Giuseppe Papaccioli fu eletto con circa 10.000,00 preferenze nell’anno 2009, dopo sei anni quasi con gli stessi voti è stato eletto l’ex Sindaco Simone Monopoli.

Entrambi i sindaci hanno raccolto un grande numero di voti e gli stessi sono stati sfiduciati dalle forze politiche che li sostenevano a riprova che i populisti possono raccogliere consensi ma non governare in una realtà complessa.
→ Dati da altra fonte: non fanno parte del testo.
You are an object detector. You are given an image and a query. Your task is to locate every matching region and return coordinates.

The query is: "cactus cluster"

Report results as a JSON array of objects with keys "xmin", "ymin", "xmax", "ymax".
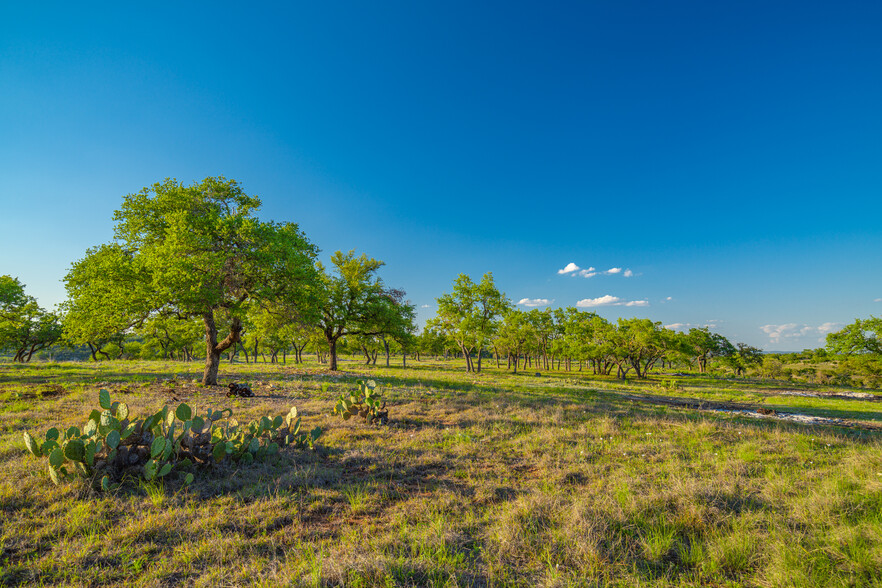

A leggere con attenzione i dati elettorali di Caivano, possiamo affermare che quell’onda populista si è spostata fortemente verso il movimento 5 stelle, che ha raccolto i consensi in tutte le pieghe sociali di Caivano sfiorando il 54%, quasi 10mila cittadini hanno voltato le spalle a partiti tradizionali e alle loro ideologie.

Quello che esce fortemente ridimensionato è il Partito Democratico che perde quasi la metà del proprio elettorato, a testimonianza di una crisi che sembra ormai irreversibile.

Liberi e Uguali con Mariella Donesi ha preso meno del 3% e Potere al Popolo meno dell’1%.

Questo significa che la Sinistra a Caivano è fortemente minoritaria e non si intravede all’orizzonte la possibilità di un’inversione di tendenza.

In questa situazione di grande difficoltà delle forze progressiste, anche il dato della Lega Nord deve costituire un campanello di allarme per chi voglia arginare il centro-destra.

La prossima scadenza elettorale a Caivano, prevista per il mese di maggio 2018, a meno che la Prefettura non decida di commissariare ulteriormente il Comune di Caivano per altri due anni, potrebbe certificare l’irrilevanza politica ed elettorale della Sinistra a Caivano.

Per scongiurare questa eventualità di consegnare il paese a forze populiste occorre una seria autocritica da parte del ceto politico locale, ma soprattutto impegnarsi a ricostruire nel paese una nuova identità di Sinistra che si ponga in ascolto dei cittadini e dei loro bisogni.